The Washington Post reported on the testimony as part of the ongoing federal corruption trial against the McDonnells.

According to the Post, Cox said the McDonnells had flown to South Carolina for the endorsement on Jan. 20, 2012. While Bob McDonnell was giving interviews to national media in a conference room, Cox said, Maureen McDonnell entered the room along with Star Scientific then-CEO Jonnie Williams.

Williams, whose company manufactured the supplement Anatabloc, has been at the center of the corruption case and allegedly lavished the McDonnells with money and gifts while the governor was in office.

Cox said Maureen McDonnell and Williams were trying to meet with the presidential candidate to talk about Anatabloc, according to the Post.

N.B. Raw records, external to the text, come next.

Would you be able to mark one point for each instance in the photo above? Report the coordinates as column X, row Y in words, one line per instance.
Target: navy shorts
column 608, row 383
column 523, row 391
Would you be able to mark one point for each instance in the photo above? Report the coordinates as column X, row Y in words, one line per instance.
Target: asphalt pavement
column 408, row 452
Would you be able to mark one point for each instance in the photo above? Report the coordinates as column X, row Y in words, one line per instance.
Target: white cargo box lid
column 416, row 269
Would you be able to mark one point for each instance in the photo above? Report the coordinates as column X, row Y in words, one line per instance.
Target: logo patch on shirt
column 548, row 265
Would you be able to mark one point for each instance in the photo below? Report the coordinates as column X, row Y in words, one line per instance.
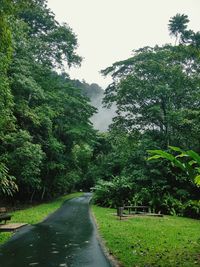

Cox shut down the attempt and got them to leave the room. Later, Cox said he overheard Maureen McDonnell making a second attempt to pitch the product — this time to Romney’s wife, Ann.

“Mrs. McDonnell was talking to Ann Romney about how Anatabloc could potentially cure MS,” Cox said, according to The Washington Post.

Cox called Ann Romney, who has multiple sclerosis, “extremely classy” for listening to Maureen McDonnell, but Cox himself was “horrified” by the conversation.

“I was horrified. I thought it was a train wreck. I thought it was improper that Maureen would try to push this product on Ann Romney, and I didn’t think it showed the governor in a great light,” Cox said.